The Color Management System (CMS) in a Laser TV projector we can find it on the image settings menu and allows users to adjust the final color output to achieve the desired accuracy and preference. The CMS typically offers adjustments for hue, saturation and color brightness for both primary (red, green, blue) and secondary (cyan, magenta, yellow) colors.

Primary Colors

Red: Adjusting the hue of red can shift it towards yellow/orange or magenta. Saturation adjustments can make the red appear more intense or more subdued.

Green: Hue adjustments can shift green towards yellow or cyan. Saturation changes can make greens appear more lush or paler.

Blue: Hue changes can shift blue towards cyan or magenta.

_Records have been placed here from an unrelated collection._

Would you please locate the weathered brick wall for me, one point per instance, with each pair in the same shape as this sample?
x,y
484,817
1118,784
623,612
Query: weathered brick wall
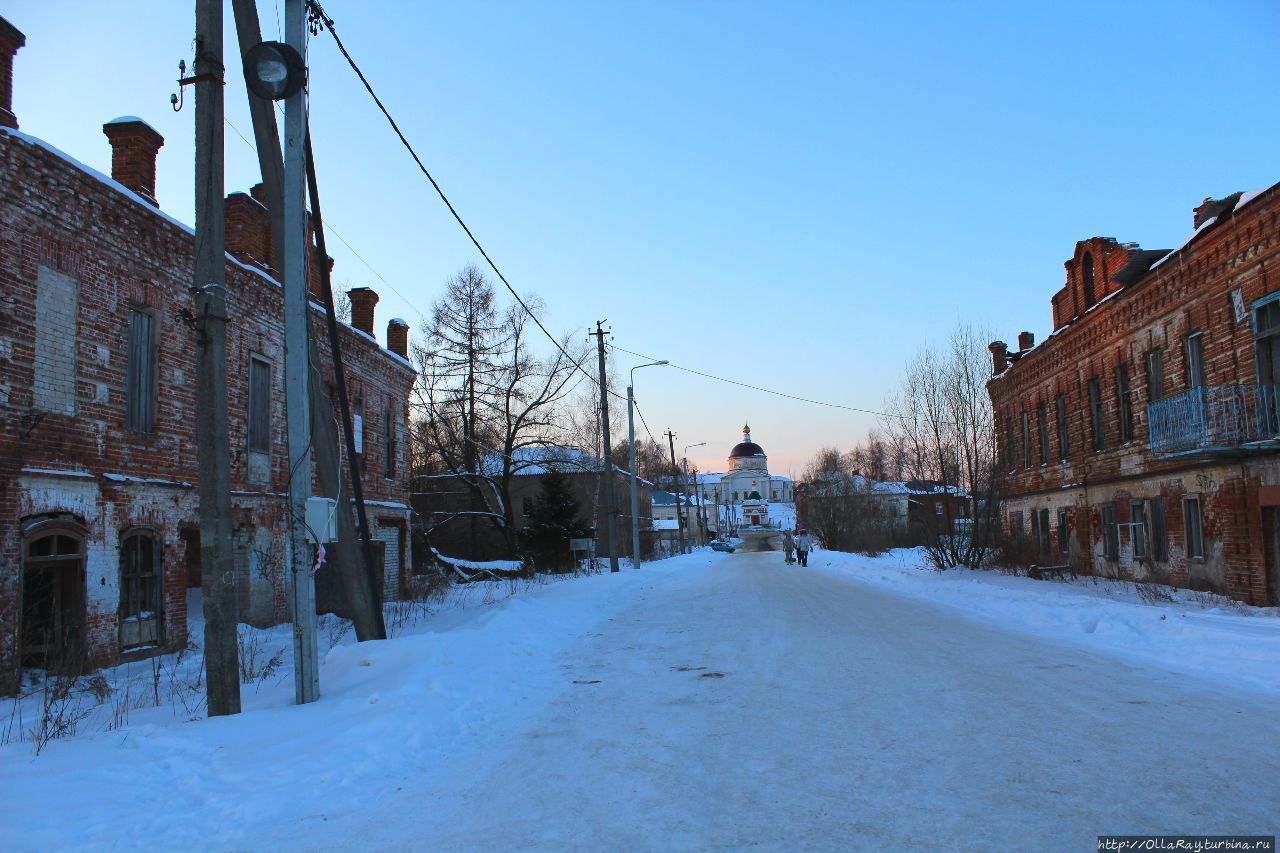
x,y
1187,292
60,223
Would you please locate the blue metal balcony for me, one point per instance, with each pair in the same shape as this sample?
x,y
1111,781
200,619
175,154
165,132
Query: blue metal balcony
x,y
1216,419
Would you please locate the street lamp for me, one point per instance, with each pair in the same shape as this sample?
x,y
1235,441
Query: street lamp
x,y
684,456
274,71
635,486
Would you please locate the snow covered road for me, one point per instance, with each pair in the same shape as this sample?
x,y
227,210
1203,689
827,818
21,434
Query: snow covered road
x,y
705,702
753,706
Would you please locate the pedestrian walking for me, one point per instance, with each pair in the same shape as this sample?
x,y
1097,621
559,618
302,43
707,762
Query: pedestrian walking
x,y
804,544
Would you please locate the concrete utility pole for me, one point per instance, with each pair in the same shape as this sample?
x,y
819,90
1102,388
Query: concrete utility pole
x,y
222,667
680,516
607,468
356,573
306,676
631,442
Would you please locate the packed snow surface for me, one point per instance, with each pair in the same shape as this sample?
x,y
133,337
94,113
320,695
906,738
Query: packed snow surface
x,y
713,702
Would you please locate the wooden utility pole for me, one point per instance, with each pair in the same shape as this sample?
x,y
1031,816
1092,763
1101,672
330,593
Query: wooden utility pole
x,y
297,369
222,667
350,562
607,468
675,469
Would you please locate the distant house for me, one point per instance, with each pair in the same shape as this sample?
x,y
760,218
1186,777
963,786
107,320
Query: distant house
x,y
671,506
442,500
910,511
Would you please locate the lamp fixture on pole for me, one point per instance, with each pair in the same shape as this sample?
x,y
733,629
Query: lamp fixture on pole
x,y
684,455
635,486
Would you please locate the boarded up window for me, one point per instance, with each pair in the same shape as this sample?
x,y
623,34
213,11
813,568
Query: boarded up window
x,y
1096,414
389,443
141,375
56,295
1159,530
259,405
140,591
1110,533
1192,527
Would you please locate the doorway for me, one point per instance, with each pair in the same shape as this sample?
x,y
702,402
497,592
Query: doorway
x,y
1271,550
53,601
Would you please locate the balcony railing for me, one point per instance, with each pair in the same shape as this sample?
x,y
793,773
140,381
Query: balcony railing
x,y
1215,419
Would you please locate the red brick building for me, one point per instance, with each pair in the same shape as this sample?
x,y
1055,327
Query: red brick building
x,y
99,511
1142,438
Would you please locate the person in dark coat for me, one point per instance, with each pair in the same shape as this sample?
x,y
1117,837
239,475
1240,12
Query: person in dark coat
x,y
804,544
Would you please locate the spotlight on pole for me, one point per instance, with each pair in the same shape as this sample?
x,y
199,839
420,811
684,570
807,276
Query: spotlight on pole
x,y
274,71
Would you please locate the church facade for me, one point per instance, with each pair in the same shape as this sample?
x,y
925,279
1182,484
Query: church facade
x,y
748,480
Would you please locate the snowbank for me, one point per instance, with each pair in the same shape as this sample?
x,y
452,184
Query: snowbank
x,y
1196,633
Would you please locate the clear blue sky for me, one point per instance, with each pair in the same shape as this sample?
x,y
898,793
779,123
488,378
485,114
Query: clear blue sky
x,y
796,195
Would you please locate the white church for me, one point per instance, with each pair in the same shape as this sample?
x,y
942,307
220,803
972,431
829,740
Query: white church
x,y
748,482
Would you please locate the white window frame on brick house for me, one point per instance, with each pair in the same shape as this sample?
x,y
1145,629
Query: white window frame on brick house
x,y
1042,425
257,428
54,365
142,373
1027,439
1124,404
141,588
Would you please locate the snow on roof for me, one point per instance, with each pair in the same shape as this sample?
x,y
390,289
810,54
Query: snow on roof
x,y
1246,197
156,211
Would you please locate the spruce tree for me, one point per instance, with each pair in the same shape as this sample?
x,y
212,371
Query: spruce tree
x,y
552,521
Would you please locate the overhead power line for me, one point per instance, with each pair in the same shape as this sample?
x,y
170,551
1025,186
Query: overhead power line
x,y
324,19
768,391
341,238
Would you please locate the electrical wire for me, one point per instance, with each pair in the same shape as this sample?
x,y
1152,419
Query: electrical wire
x,y
327,22
341,238
768,391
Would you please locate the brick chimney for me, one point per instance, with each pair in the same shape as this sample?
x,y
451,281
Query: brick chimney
x,y
999,356
248,233
397,337
135,145
10,40
362,301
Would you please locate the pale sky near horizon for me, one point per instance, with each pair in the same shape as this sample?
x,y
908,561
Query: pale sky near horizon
x,y
798,196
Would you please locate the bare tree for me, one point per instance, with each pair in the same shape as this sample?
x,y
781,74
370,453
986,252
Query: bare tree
x,y
842,509
458,364
525,398
941,427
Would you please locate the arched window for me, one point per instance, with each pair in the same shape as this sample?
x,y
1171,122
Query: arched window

Saturation adjustments can make blues appear more deep or more washed out.

Secondary Colors

We call them secondary colors because there are not natural colors, are shades that come from mixing the three basic colors.

Cyan: Created by mixing green and blue. Adjusting the hue can shift cyan towards blue or green. Saturation adjustments affect its vividness.

Magenta: Created by mixing red and blue. Hue adjustments can shift it towards red or blue. Saturation changes impact its intensity.

Yellow: Created by mixing red and green. Adjusting the hue can shift yellow towards green or orange. Saturation changes can make yellows appear more vibrant or more subdued.

Understanding Hue, Saturation and Color Brightness

I will use the simplest way to make you understand those three color basic parameters on the CMS menu of your Laser TV projector.

Hue is the actually color, if the color seems green or red, or anything else to our eyes, this is hue.

Saturation on the other hand is how much “gray” there is inside the color. Saturation makes color more vivid or darker.

Color brightness is how much absolutely white there is inside that color. More white, more color brightness.

Calibrating the Colors on our Laser TV projector

Although professional calibration devices such as colorimeters or spectrophotometers provide the best results in terms of color accuracy, you can also achieve a reasonably well-calibrated display using your eyes and some standard images or calibration videos.

Our eyes are very sensitive to color nuances, so we can project an image that contains the primary or even secondary colors and make adjustments in the CMS menu of our projector to achieve the saturation and hue that satisfies us.

With hue, things are relatively simple as we can experiment with a primary color, such as red, to see where we can achieve the best hue for it.

By increasing or decreasing the hue in the CMS menu, we can change the red hue towards its neighboring colors, yellow and magenta.

decreasing red hue leads us to a magenta tint

increasing red hue leads us to an orange/yellow tint 

a balanced red setting leads us to a physical red hue

Saturation is also used to set how intense the color should be. Be careful, because an intense color may be pleasing to the eye, but in reality, it leads to an exaggeration in the lower saturation areas if we overdo it by over-increasing the saturation.

over-saturated red

under-saturated red

The Brightness setting allows you to adjust the brightness of the color. This is perhaps the most difficult setting, as our eyes are not as sensitive to small changes in the brightness of a color as they are to changes in saturation or hue.

Ideally, none of these three settings (hue, saturation, brightness) should affect each other, i.e. if you change the values of one of these parameters, the other two should remain unchanged.

In practice, however, this is not the case and there is a slight change in the other parameters. It therefore makes sense to check the other parameters when making an adjustment to determine whether additional fine-tuning is required.

The AWOL Vision Laser TV projector comes well factory calibrated but now that you understand the color management system and its basic parameters, you can always make small adjustments to your liking. You can set the colors to match your eyes, your room and the content you are projecting.